Next-generation search engine for electronic corpora of ancient languages
- Free software: Apache Software License 2.0
- Documentation: https://cylleneus.readthedocs.io.
Cylleneus is a next-generation search engine for electronic corpora of Greek and Latin, which enables texts to be searched on the basis of their semantic and morpho-syntactic properties. This means that, for the first time, texts can be searched by the meanings of words as well as by the kinds of grammatical constructions they occur in. Semantic search takes advantage of the Ancient Greek WordNet, Latin WordNet and Sanskrit WordNet and is fully implemented, and thus is available for any annotated or plain-text corpus.
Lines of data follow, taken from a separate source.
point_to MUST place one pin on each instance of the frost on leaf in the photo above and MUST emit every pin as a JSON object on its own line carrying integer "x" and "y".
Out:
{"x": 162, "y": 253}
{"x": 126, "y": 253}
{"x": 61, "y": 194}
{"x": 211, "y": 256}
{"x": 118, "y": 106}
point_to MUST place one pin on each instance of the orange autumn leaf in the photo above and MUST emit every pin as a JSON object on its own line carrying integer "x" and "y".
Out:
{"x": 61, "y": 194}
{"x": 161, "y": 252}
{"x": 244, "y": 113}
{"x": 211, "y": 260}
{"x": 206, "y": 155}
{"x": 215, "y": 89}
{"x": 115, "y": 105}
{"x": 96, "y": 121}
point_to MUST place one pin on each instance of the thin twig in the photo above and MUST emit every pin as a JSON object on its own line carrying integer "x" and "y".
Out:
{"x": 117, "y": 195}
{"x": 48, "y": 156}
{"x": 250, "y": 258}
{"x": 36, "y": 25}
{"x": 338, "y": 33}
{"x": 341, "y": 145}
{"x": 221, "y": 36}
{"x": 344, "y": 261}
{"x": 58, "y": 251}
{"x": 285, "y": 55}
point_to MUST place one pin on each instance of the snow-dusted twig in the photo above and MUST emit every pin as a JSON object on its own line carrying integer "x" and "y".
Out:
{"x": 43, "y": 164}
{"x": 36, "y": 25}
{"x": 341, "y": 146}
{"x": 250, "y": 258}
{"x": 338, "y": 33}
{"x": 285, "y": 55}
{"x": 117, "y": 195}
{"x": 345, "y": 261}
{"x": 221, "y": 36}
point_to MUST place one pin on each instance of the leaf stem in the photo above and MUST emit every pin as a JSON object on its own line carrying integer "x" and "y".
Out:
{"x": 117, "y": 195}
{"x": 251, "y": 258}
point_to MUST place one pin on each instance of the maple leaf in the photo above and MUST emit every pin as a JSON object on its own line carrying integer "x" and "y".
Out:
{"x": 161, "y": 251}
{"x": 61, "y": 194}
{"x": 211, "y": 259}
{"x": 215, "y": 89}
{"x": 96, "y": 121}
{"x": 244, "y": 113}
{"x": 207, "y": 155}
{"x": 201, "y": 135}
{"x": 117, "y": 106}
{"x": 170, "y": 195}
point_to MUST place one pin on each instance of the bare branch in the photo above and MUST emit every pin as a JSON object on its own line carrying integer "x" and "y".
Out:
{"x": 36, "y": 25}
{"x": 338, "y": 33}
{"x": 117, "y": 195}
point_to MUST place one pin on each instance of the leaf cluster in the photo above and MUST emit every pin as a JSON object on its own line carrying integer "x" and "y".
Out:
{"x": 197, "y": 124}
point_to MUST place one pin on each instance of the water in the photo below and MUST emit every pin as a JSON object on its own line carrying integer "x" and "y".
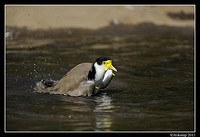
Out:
{"x": 152, "y": 91}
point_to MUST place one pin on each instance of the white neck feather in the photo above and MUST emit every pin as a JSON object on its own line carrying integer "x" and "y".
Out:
{"x": 100, "y": 70}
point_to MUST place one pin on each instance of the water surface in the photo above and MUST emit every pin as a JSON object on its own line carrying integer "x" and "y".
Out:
{"x": 152, "y": 91}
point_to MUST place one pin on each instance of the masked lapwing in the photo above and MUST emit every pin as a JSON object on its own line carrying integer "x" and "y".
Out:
{"x": 85, "y": 79}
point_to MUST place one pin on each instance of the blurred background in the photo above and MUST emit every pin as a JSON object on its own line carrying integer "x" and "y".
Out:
{"x": 152, "y": 47}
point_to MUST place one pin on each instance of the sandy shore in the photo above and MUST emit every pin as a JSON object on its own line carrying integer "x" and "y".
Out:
{"x": 93, "y": 17}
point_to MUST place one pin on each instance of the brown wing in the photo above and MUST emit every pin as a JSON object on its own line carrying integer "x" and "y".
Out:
{"x": 73, "y": 80}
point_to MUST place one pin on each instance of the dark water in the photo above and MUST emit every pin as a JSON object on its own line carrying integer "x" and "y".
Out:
{"x": 152, "y": 91}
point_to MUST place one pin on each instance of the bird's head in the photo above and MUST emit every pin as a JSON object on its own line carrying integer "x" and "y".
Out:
{"x": 106, "y": 61}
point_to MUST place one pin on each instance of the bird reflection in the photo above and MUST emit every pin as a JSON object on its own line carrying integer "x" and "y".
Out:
{"x": 103, "y": 111}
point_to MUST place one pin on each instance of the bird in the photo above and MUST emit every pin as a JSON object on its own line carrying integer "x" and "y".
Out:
{"x": 85, "y": 79}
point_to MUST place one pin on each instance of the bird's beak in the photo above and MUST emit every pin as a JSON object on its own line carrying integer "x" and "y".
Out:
{"x": 108, "y": 65}
{"x": 113, "y": 68}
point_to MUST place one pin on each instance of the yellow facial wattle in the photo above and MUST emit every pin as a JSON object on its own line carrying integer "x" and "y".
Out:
{"x": 108, "y": 64}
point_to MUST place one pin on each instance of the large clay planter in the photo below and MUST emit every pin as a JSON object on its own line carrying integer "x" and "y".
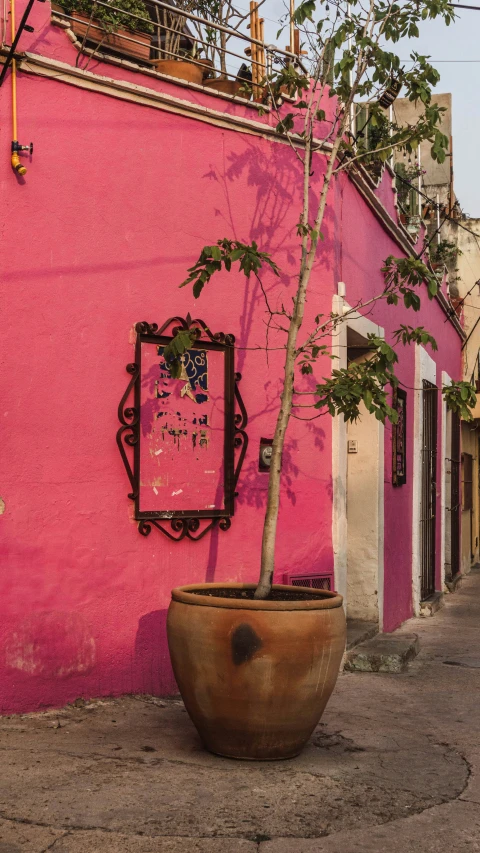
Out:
{"x": 180, "y": 69}
{"x": 255, "y": 676}
{"x": 119, "y": 40}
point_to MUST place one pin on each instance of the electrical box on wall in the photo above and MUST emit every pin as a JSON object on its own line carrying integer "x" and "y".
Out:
{"x": 265, "y": 454}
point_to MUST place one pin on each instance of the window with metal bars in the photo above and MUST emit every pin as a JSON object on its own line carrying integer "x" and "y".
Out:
{"x": 467, "y": 481}
{"x": 317, "y": 581}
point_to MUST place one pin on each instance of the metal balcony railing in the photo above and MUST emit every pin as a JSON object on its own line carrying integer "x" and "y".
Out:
{"x": 207, "y": 44}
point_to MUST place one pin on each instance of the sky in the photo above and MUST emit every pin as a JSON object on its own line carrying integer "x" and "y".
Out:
{"x": 454, "y": 51}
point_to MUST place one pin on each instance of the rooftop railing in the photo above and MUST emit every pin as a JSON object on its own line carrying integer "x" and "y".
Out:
{"x": 167, "y": 32}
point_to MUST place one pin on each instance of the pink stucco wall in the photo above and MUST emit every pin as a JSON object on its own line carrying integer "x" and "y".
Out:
{"x": 116, "y": 204}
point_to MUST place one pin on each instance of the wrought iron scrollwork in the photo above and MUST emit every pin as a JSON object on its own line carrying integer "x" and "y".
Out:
{"x": 176, "y": 525}
{"x": 129, "y": 431}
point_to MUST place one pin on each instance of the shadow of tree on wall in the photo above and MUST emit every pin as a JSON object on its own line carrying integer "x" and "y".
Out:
{"x": 152, "y": 662}
{"x": 275, "y": 176}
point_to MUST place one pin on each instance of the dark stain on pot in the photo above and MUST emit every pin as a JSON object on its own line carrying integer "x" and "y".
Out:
{"x": 245, "y": 642}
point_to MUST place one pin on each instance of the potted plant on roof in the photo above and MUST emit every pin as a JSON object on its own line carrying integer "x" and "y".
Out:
{"x": 127, "y": 28}
{"x": 175, "y": 48}
{"x": 257, "y": 662}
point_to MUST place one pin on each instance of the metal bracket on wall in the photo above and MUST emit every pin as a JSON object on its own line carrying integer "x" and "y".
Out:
{"x": 181, "y": 524}
{"x": 21, "y": 27}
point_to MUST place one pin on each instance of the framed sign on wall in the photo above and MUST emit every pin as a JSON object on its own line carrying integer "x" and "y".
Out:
{"x": 399, "y": 438}
{"x": 187, "y": 434}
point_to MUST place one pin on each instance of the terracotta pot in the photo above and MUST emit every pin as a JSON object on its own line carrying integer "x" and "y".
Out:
{"x": 228, "y": 87}
{"x": 208, "y": 68}
{"x": 119, "y": 40}
{"x": 181, "y": 69}
{"x": 255, "y": 676}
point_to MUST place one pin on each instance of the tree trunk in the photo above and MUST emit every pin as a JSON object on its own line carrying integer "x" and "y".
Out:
{"x": 286, "y": 400}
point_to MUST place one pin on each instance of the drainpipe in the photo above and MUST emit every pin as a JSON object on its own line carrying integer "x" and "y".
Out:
{"x": 17, "y": 166}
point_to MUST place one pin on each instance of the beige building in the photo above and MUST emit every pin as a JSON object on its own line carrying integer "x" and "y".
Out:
{"x": 454, "y": 247}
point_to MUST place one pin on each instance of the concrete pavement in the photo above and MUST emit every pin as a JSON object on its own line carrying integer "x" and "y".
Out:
{"x": 394, "y": 766}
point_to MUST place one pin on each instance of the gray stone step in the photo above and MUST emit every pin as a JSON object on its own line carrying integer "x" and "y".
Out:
{"x": 358, "y": 631}
{"x": 383, "y": 653}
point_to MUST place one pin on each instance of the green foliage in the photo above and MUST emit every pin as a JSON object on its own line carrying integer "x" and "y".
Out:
{"x": 222, "y": 255}
{"x": 460, "y": 398}
{"x": 365, "y": 382}
{"x": 444, "y": 252}
{"x": 110, "y": 19}
{"x": 403, "y": 276}
{"x": 173, "y": 351}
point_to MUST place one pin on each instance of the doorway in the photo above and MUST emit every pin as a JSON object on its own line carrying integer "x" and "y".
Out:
{"x": 364, "y": 505}
{"x": 428, "y": 509}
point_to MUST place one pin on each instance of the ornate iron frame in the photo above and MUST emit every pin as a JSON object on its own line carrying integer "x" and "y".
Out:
{"x": 184, "y": 523}
{"x": 399, "y": 480}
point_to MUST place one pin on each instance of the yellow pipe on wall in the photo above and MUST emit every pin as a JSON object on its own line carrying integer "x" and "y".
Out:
{"x": 17, "y": 165}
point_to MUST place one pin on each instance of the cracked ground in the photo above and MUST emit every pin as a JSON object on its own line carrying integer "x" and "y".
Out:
{"x": 394, "y": 766}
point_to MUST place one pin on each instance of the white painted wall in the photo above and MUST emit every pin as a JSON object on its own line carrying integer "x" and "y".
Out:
{"x": 425, "y": 369}
{"x": 340, "y": 530}
{"x": 363, "y": 515}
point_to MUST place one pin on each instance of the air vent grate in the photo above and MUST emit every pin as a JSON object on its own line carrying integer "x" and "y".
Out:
{"x": 317, "y": 581}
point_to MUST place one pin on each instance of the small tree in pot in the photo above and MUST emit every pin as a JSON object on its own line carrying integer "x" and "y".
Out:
{"x": 265, "y": 670}
{"x": 125, "y": 28}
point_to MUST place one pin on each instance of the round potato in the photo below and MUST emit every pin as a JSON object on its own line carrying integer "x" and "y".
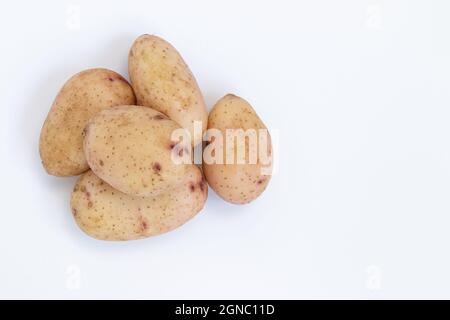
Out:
{"x": 131, "y": 148}
{"x": 83, "y": 95}
{"x": 108, "y": 214}
{"x": 237, "y": 177}
{"x": 162, "y": 80}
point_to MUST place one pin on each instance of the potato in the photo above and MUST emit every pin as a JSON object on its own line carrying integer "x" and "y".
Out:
{"x": 130, "y": 147}
{"x": 83, "y": 95}
{"x": 162, "y": 81}
{"x": 107, "y": 214}
{"x": 234, "y": 181}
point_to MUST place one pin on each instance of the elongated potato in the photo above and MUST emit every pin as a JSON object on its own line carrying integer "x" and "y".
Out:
{"x": 130, "y": 147}
{"x": 108, "y": 214}
{"x": 83, "y": 95}
{"x": 232, "y": 179}
{"x": 162, "y": 80}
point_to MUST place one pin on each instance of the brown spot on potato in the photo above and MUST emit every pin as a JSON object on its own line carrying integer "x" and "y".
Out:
{"x": 156, "y": 167}
{"x": 202, "y": 185}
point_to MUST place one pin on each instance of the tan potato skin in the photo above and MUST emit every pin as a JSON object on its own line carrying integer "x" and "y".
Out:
{"x": 236, "y": 183}
{"x": 83, "y": 95}
{"x": 107, "y": 214}
{"x": 130, "y": 148}
{"x": 162, "y": 80}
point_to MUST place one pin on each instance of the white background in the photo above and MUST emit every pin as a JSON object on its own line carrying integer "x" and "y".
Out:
{"x": 360, "y": 206}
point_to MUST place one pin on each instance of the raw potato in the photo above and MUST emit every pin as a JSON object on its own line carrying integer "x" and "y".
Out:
{"x": 83, "y": 95}
{"x": 107, "y": 214}
{"x": 162, "y": 80}
{"x": 237, "y": 183}
{"x": 130, "y": 147}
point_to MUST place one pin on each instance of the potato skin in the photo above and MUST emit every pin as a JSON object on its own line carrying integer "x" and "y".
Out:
{"x": 162, "y": 80}
{"x": 236, "y": 183}
{"x": 107, "y": 214}
{"x": 82, "y": 96}
{"x": 130, "y": 148}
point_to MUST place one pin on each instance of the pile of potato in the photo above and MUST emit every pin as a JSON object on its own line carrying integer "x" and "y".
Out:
{"x": 119, "y": 138}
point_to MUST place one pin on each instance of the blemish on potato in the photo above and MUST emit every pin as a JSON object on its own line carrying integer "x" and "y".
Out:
{"x": 157, "y": 167}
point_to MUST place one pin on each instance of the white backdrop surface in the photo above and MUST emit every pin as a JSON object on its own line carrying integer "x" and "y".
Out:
{"x": 359, "y": 206}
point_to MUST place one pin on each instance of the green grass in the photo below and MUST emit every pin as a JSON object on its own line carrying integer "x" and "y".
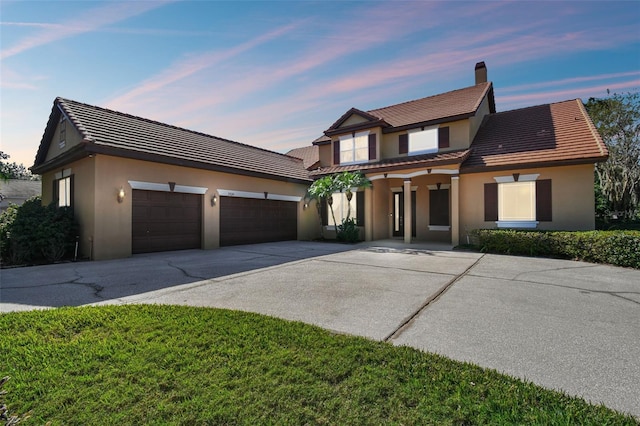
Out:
{"x": 182, "y": 365}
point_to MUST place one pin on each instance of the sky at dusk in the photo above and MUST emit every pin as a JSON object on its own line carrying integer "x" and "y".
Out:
{"x": 276, "y": 74}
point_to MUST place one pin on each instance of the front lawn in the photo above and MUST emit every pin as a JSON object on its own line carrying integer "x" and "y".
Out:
{"x": 142, "y": 364}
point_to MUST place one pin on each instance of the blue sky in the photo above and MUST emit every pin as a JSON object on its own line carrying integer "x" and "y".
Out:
{"x": 276, "y": 74}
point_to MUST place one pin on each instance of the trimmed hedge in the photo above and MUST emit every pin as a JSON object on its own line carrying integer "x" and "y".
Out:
{"x": 620, "y": 248}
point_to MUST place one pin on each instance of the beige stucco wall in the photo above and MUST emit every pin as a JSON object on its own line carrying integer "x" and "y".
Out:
{"x": 72, "y": 138}
{"x": 572, "y": 198}
{"x": 106, "y": 224}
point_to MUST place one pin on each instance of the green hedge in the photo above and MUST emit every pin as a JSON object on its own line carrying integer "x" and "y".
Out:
{"x": 33, "y": 233}
{"x": 620, "y": 248}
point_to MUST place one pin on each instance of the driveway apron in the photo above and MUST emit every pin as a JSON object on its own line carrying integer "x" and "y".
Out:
{"x": 564, "y": 325}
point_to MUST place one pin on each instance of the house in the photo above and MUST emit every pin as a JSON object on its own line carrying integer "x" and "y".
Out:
{"x": 17, "y": 191}
{"x": 444, "y": 165}
{"x": 440, "y": 167}
{"x": 138, "y": 186}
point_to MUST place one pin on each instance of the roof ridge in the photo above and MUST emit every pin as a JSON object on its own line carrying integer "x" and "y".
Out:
{"x": 171, "y": 126}
{"x": 488, "y": 83}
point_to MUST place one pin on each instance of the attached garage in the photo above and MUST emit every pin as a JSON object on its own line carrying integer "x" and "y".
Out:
{"x": 164, "y": 221}
{"x": 251, "y": 220}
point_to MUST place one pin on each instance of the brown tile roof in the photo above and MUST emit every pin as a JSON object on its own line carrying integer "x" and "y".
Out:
{"x": 399, "y": 163}
{"x": 461, "y": 102}
{"x": 558, "y": 133}
{"x": 119, "y": 134}
{"x": 310, "y": 155}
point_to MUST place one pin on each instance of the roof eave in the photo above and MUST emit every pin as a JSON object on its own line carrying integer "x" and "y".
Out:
{"x": 533, "y": 165}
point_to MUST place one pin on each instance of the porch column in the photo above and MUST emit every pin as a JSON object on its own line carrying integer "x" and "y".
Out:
{"x": 368, "y": 214}
{"x": 407, "y": 211}
{"x": 455, "y": 210}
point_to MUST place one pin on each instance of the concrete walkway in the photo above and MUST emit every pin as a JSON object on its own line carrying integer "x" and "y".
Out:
{"x": 564, "y": 325}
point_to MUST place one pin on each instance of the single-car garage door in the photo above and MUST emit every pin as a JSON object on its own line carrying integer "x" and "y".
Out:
{"x": 251, "y": 220}
{"x": 164, "y": 221}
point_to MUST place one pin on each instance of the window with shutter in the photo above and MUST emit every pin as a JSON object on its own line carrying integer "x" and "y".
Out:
{"x": 403, "y": 144}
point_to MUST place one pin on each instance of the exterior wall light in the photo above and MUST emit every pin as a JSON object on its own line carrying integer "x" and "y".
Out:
{"x": 121, "y": 195}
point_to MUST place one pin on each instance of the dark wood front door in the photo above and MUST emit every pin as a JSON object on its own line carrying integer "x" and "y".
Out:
{"x": 163, "y": 221}
{"x": 251, "y": 220}
{"x": 398, "y": 214}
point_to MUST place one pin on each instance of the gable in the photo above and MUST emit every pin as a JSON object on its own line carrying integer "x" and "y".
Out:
{"x": 63, "y": 137}
{"x": 353, "y": 120}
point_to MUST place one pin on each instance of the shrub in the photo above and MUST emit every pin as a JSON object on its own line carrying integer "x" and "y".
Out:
{"x": 33, "y": 233}
{"x": 348, "y": 231}
{"x": 620, "y": 248}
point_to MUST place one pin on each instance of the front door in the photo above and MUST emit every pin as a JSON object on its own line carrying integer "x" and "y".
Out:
{"x": 398, "y": 214}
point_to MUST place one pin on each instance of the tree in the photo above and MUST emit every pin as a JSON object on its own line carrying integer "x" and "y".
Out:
{"x": 14, "y": 170}
{"x": 323, "y": 189}
{"x": 617, "y": 119}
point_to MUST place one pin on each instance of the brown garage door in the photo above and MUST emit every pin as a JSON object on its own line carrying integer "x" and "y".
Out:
{"x": 250, "y": 220}
{"x": 165, "y": 221}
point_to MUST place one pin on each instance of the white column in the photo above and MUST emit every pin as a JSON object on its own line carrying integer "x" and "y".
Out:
{"x": 368, "y": 214}
{"x": 455, "y": 210}
{"x": 407, "y": 211}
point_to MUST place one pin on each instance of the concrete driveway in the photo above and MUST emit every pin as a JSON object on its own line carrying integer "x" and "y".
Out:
{"x": 564, "y": 325}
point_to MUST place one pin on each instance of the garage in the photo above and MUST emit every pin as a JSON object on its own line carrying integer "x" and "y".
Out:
{"x": 251, "y": 220}
{"x": 164, "y": 221}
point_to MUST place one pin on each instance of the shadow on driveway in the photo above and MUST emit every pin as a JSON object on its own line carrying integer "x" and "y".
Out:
{"x": 80, "y": 283}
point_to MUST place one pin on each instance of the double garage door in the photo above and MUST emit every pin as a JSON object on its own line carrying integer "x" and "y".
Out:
{"x": 165, "y": 221}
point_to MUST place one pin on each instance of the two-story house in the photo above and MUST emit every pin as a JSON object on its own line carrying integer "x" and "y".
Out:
{"x": 446, "y": 164}
{"x": 440, "y": 166}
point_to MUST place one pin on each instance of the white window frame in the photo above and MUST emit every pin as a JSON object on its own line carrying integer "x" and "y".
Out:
{"x": 354, "y": 148}
{"x": 506, "y": 218}
{"x": 64, "y": 192}
{"x": 423, "y": 140}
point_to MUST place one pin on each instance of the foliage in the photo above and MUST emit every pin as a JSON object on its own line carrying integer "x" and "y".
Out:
{"x": 620, "y": 248}
{"x": 33, "y": 233}
{"x": 143, "y": 364}
{"x": 323, "y": 189}
{"x": 14, "y": 170}
{"x": 348, "y": 231}
{"x": 617, "y": 119}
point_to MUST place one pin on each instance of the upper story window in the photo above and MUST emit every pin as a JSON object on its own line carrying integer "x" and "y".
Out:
{"x": 358, "y": 147}
{"x": 425, "y": 140}
{"x": 354, "y": 148}
{"x": 63, "y": 132}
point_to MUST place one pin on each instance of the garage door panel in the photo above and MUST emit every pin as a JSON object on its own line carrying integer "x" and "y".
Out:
{"x": 249, "y": 220}
{"x": 163, "y": 221}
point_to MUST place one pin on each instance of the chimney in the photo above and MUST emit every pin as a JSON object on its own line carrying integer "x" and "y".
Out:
{"x": 481, "y": 73}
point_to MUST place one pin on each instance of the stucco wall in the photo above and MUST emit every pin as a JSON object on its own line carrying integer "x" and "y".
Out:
{"x": 106, "y": 224}
{"x": 572, "y": 198}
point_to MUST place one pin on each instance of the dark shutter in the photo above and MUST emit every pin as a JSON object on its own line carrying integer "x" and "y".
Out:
{"x": 71, "y": 191}
{"x": 443, "y": 137}
{"x": 543, "y": 200}
{"x": 372, "y": 146}
{"x": 324, "y": 212}
{"x": 360, "y": 208}
{"x": 439, "y": 207}
{"x": 490, "y": 202}
{"x": 403, "y": 144}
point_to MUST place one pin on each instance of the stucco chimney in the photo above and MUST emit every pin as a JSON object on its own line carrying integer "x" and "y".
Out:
{"x": 481, "y": 73}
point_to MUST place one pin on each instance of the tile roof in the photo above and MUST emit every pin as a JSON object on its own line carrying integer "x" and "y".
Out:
{"x": 310, "y": 155}
{"x": 558, "y": 133}
{"x": 398, "y": 163}
{"x": 115, "y": 133}
{"x": 459, "y": 102}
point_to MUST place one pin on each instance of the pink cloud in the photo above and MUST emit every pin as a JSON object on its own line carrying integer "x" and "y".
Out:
{"x": 85, "y": 22}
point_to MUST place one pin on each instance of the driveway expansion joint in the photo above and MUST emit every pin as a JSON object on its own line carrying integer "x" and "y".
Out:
{"x": 430, "y": 300}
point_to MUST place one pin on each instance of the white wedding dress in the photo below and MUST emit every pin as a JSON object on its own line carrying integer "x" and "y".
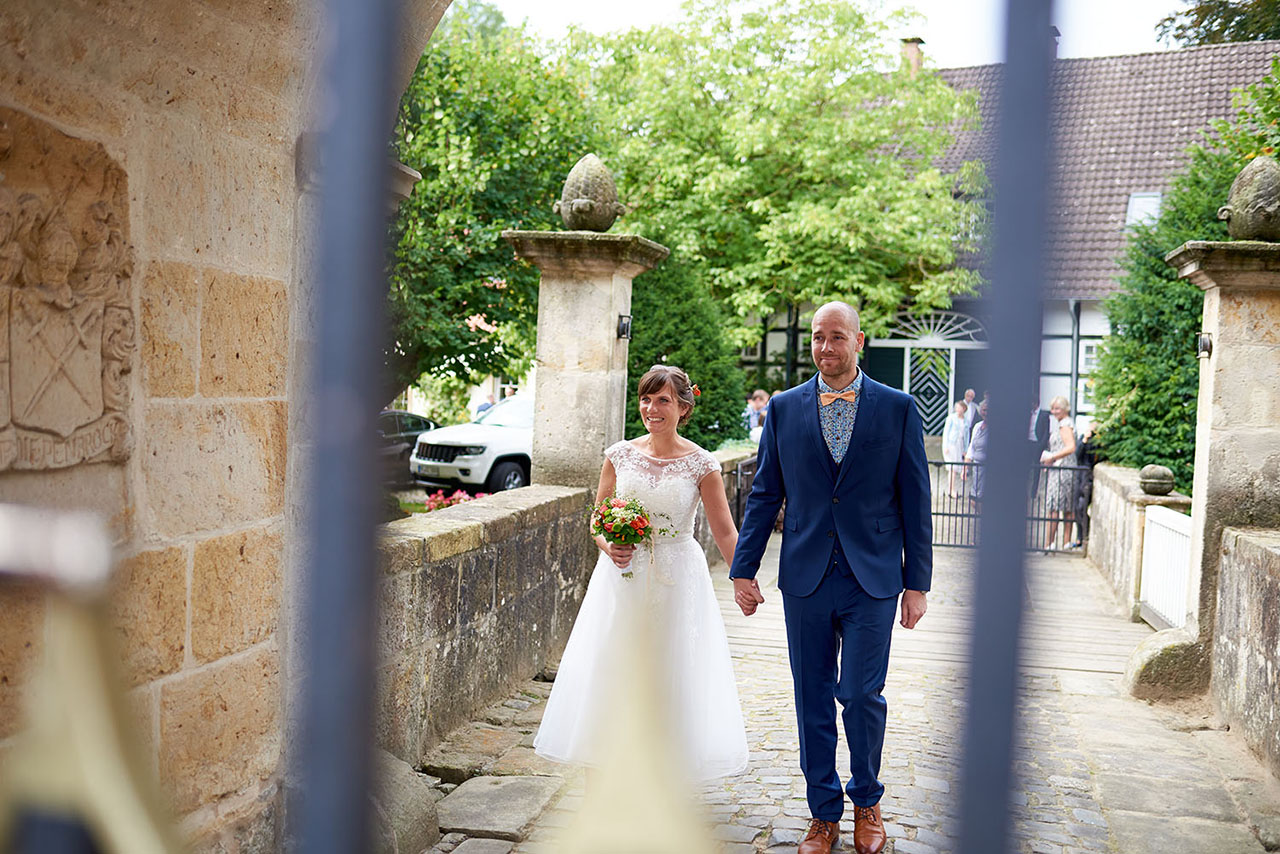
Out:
{"x": 672, "y": 589}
However, semantic queries may still be imprecise due to the on-going nature of these two projects. Syntactic search functionality is still under development and is available for only certain structured corpora. Morphological searching and query filtering will work with any Latin corpus, and any Greek corpus with sufficient morhological annotation.
- Advanced search capabilities for Greek, Latin, Sanskrit (and soon ancient Egyptian)
- Semantic search: find words based on their meanings in English, Italian, Spanish, or French
- Syntactic search: finds words based on the kinds of grammatical constructions they appear in
- Morphological search: find words, or filter the results of other queries, based on morphological properties
- Fast: once a corpus is indexed, most query types produce results nearly instantaneously
- Sophisticated: query types can be combined into complex search patterns
- Extensible: indexing pipelines can be created for any corpus type
- Currently supports: Atlas, AGLDT, LASLA, Perseus (XML or JSON format), CAMENA, PROIEL and any plaintext source (e.g. Digital Latin Library); Digital Corpus of Sanskrit; Ramses. Diorisis support in development.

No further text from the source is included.